[Yum-devel] RepoView

Fri Mar 4 16:52:31 UTC 2005

On Mar 4, 2005, at 8:56 AM, Konstantin Ryabitsev wrote:
> On Thu, 2005-03-03 at 22:27 -0500, seth vidal wrote:
>> I did some import tests using cElementTree last night, it's, umm, big,
>> memory-wise. reading in filelists.xml.gz for only rawhide ate up 120M

I've been working on the impression that cET is the most efficient 
(memory-wise) XML parser available for python based on these numbers:

<http://effbot.org/zone/celementtree.htm#benchmarks>

Maybe we need to run some comparisons of our own if you're seeing 
something so different.

I was really surprised to see it weighing in so much lighter than 
libxml2. There was some follow up discussion on the xml-sig mailing 
list between Fredrik and DV:

<http://www.mail-archive.com/xml-sig@python.org/msg00064.html>

The justification for less memory use in cET as opposed to libxml2 
seems to be that cET creates C based python objects where libxml2 has 
Python based wrappers over C based stuff:

(Quoting DV from thread above:)
 > If you can build a C layer dedicated to Python you
 > should be able to get better performances than a generic
 > engine with autogenerated python bindings

It also looks like this might not be noticeable directly after parsing 
a document because libxml2 doesn't create the Python wrappers until you 
start digging into the tree.

At any rate, if you're seeing cET memory use warp that of libxml2, I 
want to know about it.

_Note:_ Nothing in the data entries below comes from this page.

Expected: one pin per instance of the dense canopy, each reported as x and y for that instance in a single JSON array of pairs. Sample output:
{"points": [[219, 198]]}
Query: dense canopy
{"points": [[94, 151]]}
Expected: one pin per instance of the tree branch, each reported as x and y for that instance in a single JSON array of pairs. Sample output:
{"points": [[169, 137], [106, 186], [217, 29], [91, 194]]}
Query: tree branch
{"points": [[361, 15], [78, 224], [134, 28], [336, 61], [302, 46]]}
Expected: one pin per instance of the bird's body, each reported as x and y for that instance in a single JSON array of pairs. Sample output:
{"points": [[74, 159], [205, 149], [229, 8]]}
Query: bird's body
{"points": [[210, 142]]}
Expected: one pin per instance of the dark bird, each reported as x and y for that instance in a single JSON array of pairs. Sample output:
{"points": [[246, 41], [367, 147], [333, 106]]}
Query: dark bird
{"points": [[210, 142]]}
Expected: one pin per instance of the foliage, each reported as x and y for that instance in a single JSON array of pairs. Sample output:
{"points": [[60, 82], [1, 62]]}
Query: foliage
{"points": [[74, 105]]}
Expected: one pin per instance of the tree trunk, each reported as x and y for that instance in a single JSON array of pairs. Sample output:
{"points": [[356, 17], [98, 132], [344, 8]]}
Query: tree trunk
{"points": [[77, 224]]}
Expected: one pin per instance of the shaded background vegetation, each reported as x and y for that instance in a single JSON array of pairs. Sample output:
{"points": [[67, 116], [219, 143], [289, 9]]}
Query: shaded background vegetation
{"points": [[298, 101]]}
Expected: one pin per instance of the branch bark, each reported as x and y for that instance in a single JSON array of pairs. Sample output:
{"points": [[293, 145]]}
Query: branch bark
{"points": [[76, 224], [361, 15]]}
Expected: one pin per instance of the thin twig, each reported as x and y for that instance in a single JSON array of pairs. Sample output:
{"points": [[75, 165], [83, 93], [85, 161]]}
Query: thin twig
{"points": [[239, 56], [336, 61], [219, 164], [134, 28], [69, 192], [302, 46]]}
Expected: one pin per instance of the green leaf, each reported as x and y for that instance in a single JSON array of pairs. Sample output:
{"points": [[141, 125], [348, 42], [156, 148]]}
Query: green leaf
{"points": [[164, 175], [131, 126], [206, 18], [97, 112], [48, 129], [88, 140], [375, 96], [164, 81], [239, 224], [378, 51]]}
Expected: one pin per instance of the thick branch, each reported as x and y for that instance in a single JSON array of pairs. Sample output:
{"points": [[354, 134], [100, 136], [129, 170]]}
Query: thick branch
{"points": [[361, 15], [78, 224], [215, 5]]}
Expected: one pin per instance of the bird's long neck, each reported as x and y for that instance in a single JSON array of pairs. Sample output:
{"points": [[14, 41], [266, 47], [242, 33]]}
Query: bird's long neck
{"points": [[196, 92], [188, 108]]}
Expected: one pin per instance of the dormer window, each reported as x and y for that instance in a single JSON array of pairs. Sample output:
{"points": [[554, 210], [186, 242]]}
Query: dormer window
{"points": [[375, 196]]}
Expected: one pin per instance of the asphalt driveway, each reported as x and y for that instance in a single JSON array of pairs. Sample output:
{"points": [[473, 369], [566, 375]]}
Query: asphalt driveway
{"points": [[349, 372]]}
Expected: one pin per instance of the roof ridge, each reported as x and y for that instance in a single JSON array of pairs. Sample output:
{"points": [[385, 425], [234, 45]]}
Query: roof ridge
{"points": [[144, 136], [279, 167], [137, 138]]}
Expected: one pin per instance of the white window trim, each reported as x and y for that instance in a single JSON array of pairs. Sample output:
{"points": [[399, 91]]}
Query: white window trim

I guess I should have ran a few tests myself...

> (Moving to yum-devel)
>
> Yes, I agree, but cElementTree provides iterparse() method, which
> effectively negates this problem: it allows you to keep just one 
> package
> node at a time in memory, not all of them. For example, when using
> cElementTree.parse('primary.xml'), the memory goes up to 45M and is
> relative to the size of the xml file. When using cElementTree.iterparse
> ('primary.xml'), it stays constant at ~9M, which is just slightly above
> the normal python footprint. Other than parse<->iterparse, the API
> otherwise stays effectively the same.

iterparse is nice. libxml2 has something similar with XmlReader.

> I should have used it in RepoView, but the idea of being fully
> compatible with pure-python ElementTree was too appealing, and the
> python version has no iterparse.

It does now:

<http://online.effbot.org/2005_03_01_archive.htm#elementtree-iterparse>

IIRC, he's rolling this into the python implementation soon.

> I'll do some tests with iterparse and mdparser and see how it fares
> against libxml2.

I'd love to see these as well. I also wanted to throw out that there's 
the lxml.etree project that implements the ElementTree API on top of 
libxml2 at the C layer:

<http://faassen.n--tree.net/blog/view/weblog/2005/01/08/0>

The nice thing here is that you get full xpath, xslt, schema, etc. 
support (not to mention automatic memory management) with an 
ElementTree like interface.

- Ryan